A Kaspersky, fabricante de softwares, realizou uma pesquisa com mais de mil norte-americanos para entender melhor o "efeito Google". De acordo com os especialistas, trata-se de uma amnésia digital, já que a memória não é mais tão importante — visto que temos a internet e todas as informações com apenas um toque de distância. Veja: isso não é um transtorno, apenas uma adaptação da nossa era.

Se a amnésia digital pudesse ser explicada em apenas uma frase, a Kaspersky indica que é "a experiência de esquecer informações que estão armazenadas em algum dispositivo que você confia, sendo de fácil acesso". Com isso, a pesquisa mostrou que existe uma conexão entre disponibilidade de informação em gadgets e o nosso armazenamento cerebral.

Nós somos criaturas altamente adaptáveis e apenas não nos lembramos de tudo porque não é mais algo vantajoso

Além dos especialistas da Kaspersky, outros dois participantes de peso ajudaram na pesquisa: Dr. Kathryn Mills (UCL Institute of Cognitive Neuroscience) e Dr. Maria Wimber (School of Psychology University of Birmingham).

Mais de mil pessoas foram entrevistadas e, dentro delas, 91% admitiram a dependência da internet, 44% revelaram que utilizam o smartphone como uma caixa de memória adicional e quase metade faz uma busca online para tentar se lembrar de alguma informação —  28% das pessoas também podem se esquecer desse dado.

Outra informação mostrou que 67,4% dos entrevistados conseguiu se lembrar do número telefônico da própria casa durante a infância/adolescência e um terço não conseguiu se lembrar dos números dos filhos, familiares ou colegas de trabalho. Antes, era necessário memorizar tudo — ou anotar em uma agenda de contatos física.
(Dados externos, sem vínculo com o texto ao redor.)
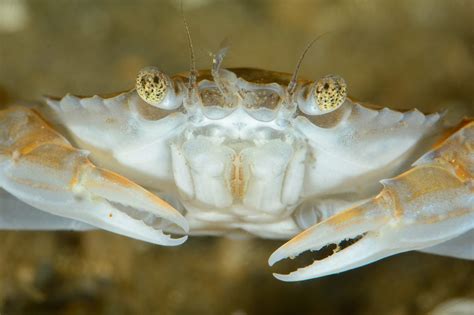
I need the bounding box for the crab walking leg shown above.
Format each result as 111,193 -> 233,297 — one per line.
0,108 -> 189,246
269,122 -> 474,281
"O ato de esquecer algo não é intrinsecamente uma coisa ruim. Nós somos criaturas altamente adaptáveis e apenas não nos lembramos de tudo porque não é mais algo vantajoso. O ato de esquecer só se torna algo ruim quando envolve perder informações que nós realmente precisamos saber. Já o ato da memorização é uma habilidade, e também é importante como ferramenta cognitiva para navegar neste mundo. Resumindo: ser capaz de memorizar é uma habilidade importante de se ter, mas apenas se realmente precisarmos disso", explicou a Dr. Mills.

Conclusão

Segundo a Kaspersky, o único problema é a nossa confiança extrema em dispositivos online para armazenar a "nossa vida" — obviamente, já que ela é uma empresa que desenvolve antivírus.

Um ponto importante é a questão de perder essas informações vitais de maneira fácil, desde o furto físico de um gadget até a ação de algum malware ou rootkit. Por exemplo, a empresa notou que, em 2014, 24% dos usuários Mac e 32% dos usuários Windows sofreram algum ataque de vírus.

Além disso, a companhia notou que a amnésia digital é uma tendência crescente entre pessoas de todas as idades — e não apenas as gerações mais jovens. Por isso, é necessário entender a direção e as implicações disso para proteger os nossos dados.

No final das contas, não somos nós que estamos ficando idiotas ou desmemoriados. Estamos apenas passando por uma "adaptação cerebral" durante a enxurrada de tecnologia que vemos. Como explicou o Dr. Mills, somos criaturas altamente adaptáveis, então, não se preocupe caso você esqueça o número da sua casa quando você era criança.